– Ну, теперь хоть что-то понятно… – начал было Санчо, потом замолчал. – Я там возле подводы сумку прибрал, может, что полезное есть.

– Ты говори, говори, если так легче.

– Да не то, чтобы легче… Темнота эта давит. Но если ты меня выведешь, будет круто. А говорить и правда хочется. Кричать. Петь. Материться в голос. Тут, в Полосе, каждый по-своему с ума спрыгивает. Нехорошее место, не от мира сего.

– Не от мира… – эхом повторил Вран. Первый огонёк остался позади, за ним второй, третий. Приближаясь к каждому новому, он видел впереди следующий.

Он был почему-то спокоен. Совершенно. Настолько, что начал тихонько насвистывать давным-давно в детстве услышанную от торговцев песенку. Что-то про медведей, которые крутят земную ось. Медведя представить себе было легко, а вот что за ось, куда она воткнута и зачем…

– Слушай, Санчо, а как долго через Полосу идти?

– Каждый раз по-разному. Часы здесь тоже не работают, а так, по ощущениям… Ну, полчаса. Иногда минут сорок. Хотя мы специально смотрели однажды – яма на дороге, ну, у входа в Полосу. А вышли – конец той же ямы. Сам бы сказал, что бред, но вот…

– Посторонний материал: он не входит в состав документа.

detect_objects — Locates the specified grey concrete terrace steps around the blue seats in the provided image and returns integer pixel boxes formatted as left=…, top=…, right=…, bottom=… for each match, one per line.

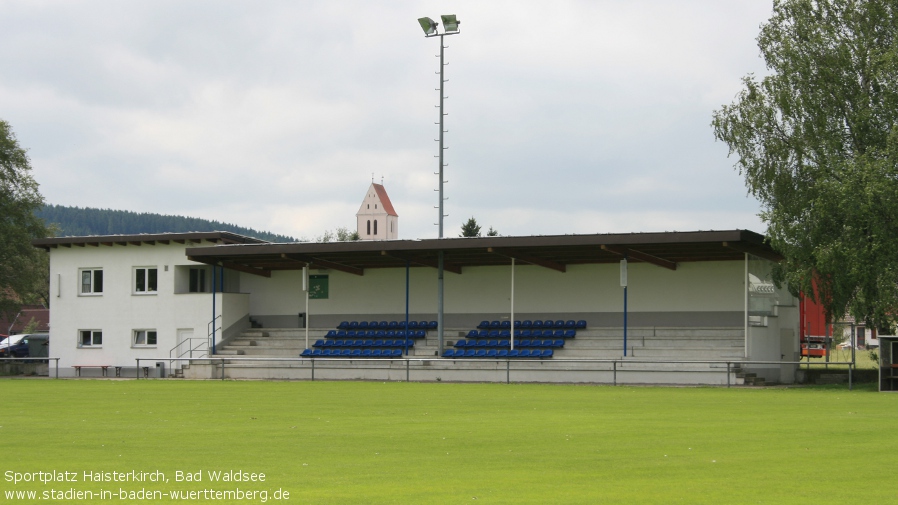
left=174, top=328, right=763, bottom=385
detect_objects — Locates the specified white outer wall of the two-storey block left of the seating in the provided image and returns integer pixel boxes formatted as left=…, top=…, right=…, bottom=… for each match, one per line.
left=50, top=243, right=234, bottom=375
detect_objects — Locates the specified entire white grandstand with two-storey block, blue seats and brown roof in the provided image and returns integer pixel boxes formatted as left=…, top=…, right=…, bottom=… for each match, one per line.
left=35, top=230, right=798, bottom=384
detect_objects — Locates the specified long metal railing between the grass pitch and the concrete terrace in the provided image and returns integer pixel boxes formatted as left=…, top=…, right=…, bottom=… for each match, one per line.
left=135, top=356, right=855, bottom=390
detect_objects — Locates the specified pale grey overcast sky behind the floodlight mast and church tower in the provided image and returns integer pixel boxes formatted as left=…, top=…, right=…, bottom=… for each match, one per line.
left=0, top=0, right=772, bottom=239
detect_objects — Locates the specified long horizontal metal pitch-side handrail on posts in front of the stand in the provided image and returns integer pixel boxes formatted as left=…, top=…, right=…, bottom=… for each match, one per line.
left=135, top=356, right=855, bottom=390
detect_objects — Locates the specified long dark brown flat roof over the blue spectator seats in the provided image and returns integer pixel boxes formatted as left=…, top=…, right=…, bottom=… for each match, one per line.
left=187, top=230, right=782, bottom=276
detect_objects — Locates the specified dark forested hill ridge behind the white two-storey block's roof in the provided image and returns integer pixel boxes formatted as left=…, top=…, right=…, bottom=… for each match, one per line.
left=36, top=205, right=297, bottom=242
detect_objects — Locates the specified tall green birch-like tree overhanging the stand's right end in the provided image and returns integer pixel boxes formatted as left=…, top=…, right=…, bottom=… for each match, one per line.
left=712, top=0, right=898, bottom=324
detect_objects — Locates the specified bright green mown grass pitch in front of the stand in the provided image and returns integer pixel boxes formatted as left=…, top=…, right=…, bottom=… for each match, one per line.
left=0, top=379, right=898, bottom=505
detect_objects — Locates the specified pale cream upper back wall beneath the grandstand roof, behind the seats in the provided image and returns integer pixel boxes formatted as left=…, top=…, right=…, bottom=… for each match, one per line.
left=234, top=261, right=744, bottom=315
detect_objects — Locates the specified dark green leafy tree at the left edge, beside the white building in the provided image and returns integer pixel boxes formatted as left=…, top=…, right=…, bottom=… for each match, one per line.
left=0, top=120, right=49, bottom=317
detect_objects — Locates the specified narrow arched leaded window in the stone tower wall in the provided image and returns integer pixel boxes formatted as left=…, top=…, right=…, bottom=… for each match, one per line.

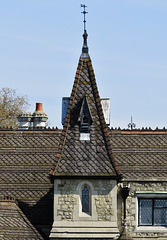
left=82, top=185, right=90, bottom=214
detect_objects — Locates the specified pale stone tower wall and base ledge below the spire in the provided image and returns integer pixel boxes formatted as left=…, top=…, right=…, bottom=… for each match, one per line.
left=50, top=179, right=118, bottom=239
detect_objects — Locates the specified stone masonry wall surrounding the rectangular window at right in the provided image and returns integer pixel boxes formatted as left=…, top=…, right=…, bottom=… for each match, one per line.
left=119, top=181, right=167, bottom=240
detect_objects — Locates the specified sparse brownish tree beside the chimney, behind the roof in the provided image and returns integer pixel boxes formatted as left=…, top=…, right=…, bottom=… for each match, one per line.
left=0, top=88, right=29, bottom=128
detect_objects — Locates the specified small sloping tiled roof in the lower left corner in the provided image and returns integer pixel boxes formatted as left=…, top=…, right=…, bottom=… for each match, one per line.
left=0, top=198, right=43, bottom=240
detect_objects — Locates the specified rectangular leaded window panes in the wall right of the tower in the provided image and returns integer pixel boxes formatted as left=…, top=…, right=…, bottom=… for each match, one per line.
left=139, top=198, right=167, bottom=226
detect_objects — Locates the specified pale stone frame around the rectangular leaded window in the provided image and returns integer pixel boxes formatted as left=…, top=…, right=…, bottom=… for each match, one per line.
left=136, top=191, right=167, bottom=233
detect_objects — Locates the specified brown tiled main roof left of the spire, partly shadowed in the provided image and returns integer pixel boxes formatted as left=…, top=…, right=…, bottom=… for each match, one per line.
left=0, top=130, right=60, bottom=231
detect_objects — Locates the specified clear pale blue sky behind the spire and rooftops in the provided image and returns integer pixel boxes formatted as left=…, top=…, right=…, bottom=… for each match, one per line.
left=0, top=0, right=167, bottom=129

– А земля круглая? – вдруг спросил Вран.

– Брехня. Плоская она, я сколько по осколкам ходил – везде плоская. Неровная, горы есть, овраги, но в круглую не верю.

Очередной огонёк остался позади. Пахло сейчас сдобой, какую мачеха на праздники пекла, отмеривая драгоценную ваниль. Сдобой и почему-то мокрой шерстью, будто где-то неподалёку сохла сброшенная на пол к печке с мороза шуба, вся в снегу.

– Постой на месте секунду, – сказал Вран. Напарник послушно остановился.

Парень сделал шаг в сторону с тропы, сквозь стену, перед ним вдруг открылось огромное пространство: ночная степь, разбросанные тут и там костры, возле которых, насколько можно было рассмотреть, сидели люди. Ни луны, ни звёзд, ни – что удивительно – никаких признаков речки. Только степь и костры. В темноте нервно заржала лошадь.

– Интересно, – сам себе сказал Вран. – Но туда я пока не пойду.

Здесь не было никакого эха, голоса не множились и не дробились, и пахло так как и должно: нагретой за день травой, дымком костров, пересушенной землёй, ждущей дождя.

Он отступил назад.

– Ты куда пропал? – спросил Санчо. – Велел остановиться, а сам – раз! – и исчез. Я минут пятнадцать стою, стрёмно же…

– Извини. Научный эксперимент. Пошли дальше.

– Ну ты, блин, даёшь… учёный.

Вместо последнего из путеводных огней Вран увидел далеко впереди едва заметную подкову выхода – ровную внизу и закруглявшуюся аркой сверху. Она была немногим светлее окружавшей их с наёмником полутьмы, но видна отчётливо.

– Пришли, похоже.

Десяток шагов, другой, и они вновь ступили под обычное звёздное небо. Вран оглянулся – Полоса осталась позади, Санчо шумно выдохнул и сел прямо на дорогу. Едва слышно бормотала справа Дебрянка.

– Я чуть ежа не родил, – признался наёмник. – Думал, всё. А оно вон как вышло…

Лес с этой стороны был реже, в нём видны были просветы.

– Дорога на Венецк идёт или где сворачивать? – спросил Вран. – И это… Воды бы набрать. Из фляжки-то допили.

– Туда. Сейчас, – ответил напарник, не вставая. – Портянки Трода, как же хорошо, а! Я ж нас похоронил уже, считай.

Он щёлкнул зажигалкой. Узкий язычок пламени послушно заплясал над сжатой в кулак рукой. Погас. Но и так понятно, что они вышли. Прорвались. Вран только чувствовал дикую усталость, словно дрова колол полдня.

Сел рядом с Санчо, плевать, что прямо в пыль.

– Все проводники так устают?

– Ну, вы ребята молодые, все младше двадцати пяти… Но вообще да, некоторые напиваются прямо у выхода, если сразу обратно не идти. – Санчо встал, попутно вытаскивая пустую фляжку. – Сиди, посматривай, я за водой схожу. Этот… снайпер до нас не доберётся, не переживай. А засады нет, они бы нас уже взяли тёпленькими.